Die unglaublichen Abenteuer des Schwindlers Pablo von Segovia

Man möchte es kaum glauben, aber es sollte 150 Jahre dauern, bis religiöse Texte oder Pamphlete endlich von weltlichen Druckschriften in der Auflagengröße abgelöst wurden. Seit der Erfindung des Buchdruckes durch Johannes Gutenberg zählten vor alle die Bibel und Martin Luthers Pamphlete zu den Bestsellern. Luther war so populär, dass damals ein Drittel aller Druckschriften aus seiner Feder stammten.

Anfang des 17. Jahrhunderts begann sich eine neue Gattung an Schriften zu etablieren, nämlich der Roman. Der erste belletristische Bestseller der gedruckten Buchgeschichte war Don Quijote von Miguel de Cervantes. Der trauriger Held der Erzählung ist uns mit seinem Kampf gegen die Windmühlen und seinem treuen Diener Sancho Panza auch vier Jahrhunderte später noch wohl bekannt.

El Buscón

Cervantes Roman inspirierte eine Reihe von Autoren und 1626 erschien in Spanien Die Geschichte und das Leben des Schwindlers genannt Don Pablos, Vorbild für Vagabunden und Elendige (Originaltitel: Historia de la vida del Buscón, llamado Don Pablos, ejemplo de vagamundos y espejo de tacaños) von Francisco de Quevedo.

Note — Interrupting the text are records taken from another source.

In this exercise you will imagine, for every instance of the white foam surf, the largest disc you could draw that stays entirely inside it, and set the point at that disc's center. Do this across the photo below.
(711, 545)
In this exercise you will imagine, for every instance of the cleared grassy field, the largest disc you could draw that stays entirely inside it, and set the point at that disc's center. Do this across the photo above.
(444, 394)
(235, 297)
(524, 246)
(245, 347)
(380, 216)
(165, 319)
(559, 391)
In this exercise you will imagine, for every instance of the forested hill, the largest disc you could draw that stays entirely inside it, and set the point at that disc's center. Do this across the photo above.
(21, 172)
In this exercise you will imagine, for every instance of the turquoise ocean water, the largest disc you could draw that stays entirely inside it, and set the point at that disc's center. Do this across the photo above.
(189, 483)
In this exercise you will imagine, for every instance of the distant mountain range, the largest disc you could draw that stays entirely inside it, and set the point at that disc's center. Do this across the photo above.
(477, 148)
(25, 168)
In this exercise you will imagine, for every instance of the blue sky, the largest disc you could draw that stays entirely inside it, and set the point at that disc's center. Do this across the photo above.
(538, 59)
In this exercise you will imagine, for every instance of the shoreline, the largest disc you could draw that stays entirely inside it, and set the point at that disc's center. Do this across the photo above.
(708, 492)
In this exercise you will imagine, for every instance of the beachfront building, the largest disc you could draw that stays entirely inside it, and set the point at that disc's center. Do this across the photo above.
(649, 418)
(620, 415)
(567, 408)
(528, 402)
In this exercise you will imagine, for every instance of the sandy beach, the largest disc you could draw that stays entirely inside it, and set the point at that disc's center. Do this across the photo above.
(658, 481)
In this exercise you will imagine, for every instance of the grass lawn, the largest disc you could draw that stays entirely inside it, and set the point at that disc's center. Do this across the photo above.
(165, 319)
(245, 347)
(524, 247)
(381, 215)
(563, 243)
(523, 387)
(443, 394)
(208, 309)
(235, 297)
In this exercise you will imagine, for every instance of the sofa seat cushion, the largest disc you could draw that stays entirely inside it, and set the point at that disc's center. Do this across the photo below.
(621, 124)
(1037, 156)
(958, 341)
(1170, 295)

Deckblatt der Originalausgabe von 1626

Der Held der Erzählung, Don Pablos, ist der Sohn eines Barbiers und Diebes, sowie einer Prostituierten und Hexe. Von klein auf lernt er sich durch das Leben zu stehlen und zu schwindeln. Sein Leben bekommt eine erste tragische Wendung, als sein Bruder, ebenfalls ein Dieb, eingesperrt und zu Tode gepeitscht wird. Pablos Wunsch in die Schule zu gehen findet durch seine Herkunft und die Grausamkeiten seiner Mitschüler rasch ein Ende. Als sein Vater zum Tod durch Hängen verurteilt und seine Mutter ins Gefängnis wandert, bestärkt sich sein Wunsch nach einem sozialen Aufstieg umso mehr, doch bleibt es ihm in Spanien nicht vergönnt, dies zu schaffen und er entscheidet sich zu Ende des Romans nach Indien – also nach Amerika – zu gehen.

Comicalbum

Genau dort setzt der Comicband Das trügerische Indien – Ein zweiter Teil der Geschichte des Lebens des Abenteurers namens Don Pablos von Segovia (französischer Originaltitel: Les Indes fourbes – Une seconde partie de l’Histoire de la vie de l’aventurier nommé don Pablos de Ségovie) an und erzählt die unglaublichen Abenteuer des Don Pablos in Südamerika, der sich auf die Suche nach dem sagenumwobenen El Dorado macht.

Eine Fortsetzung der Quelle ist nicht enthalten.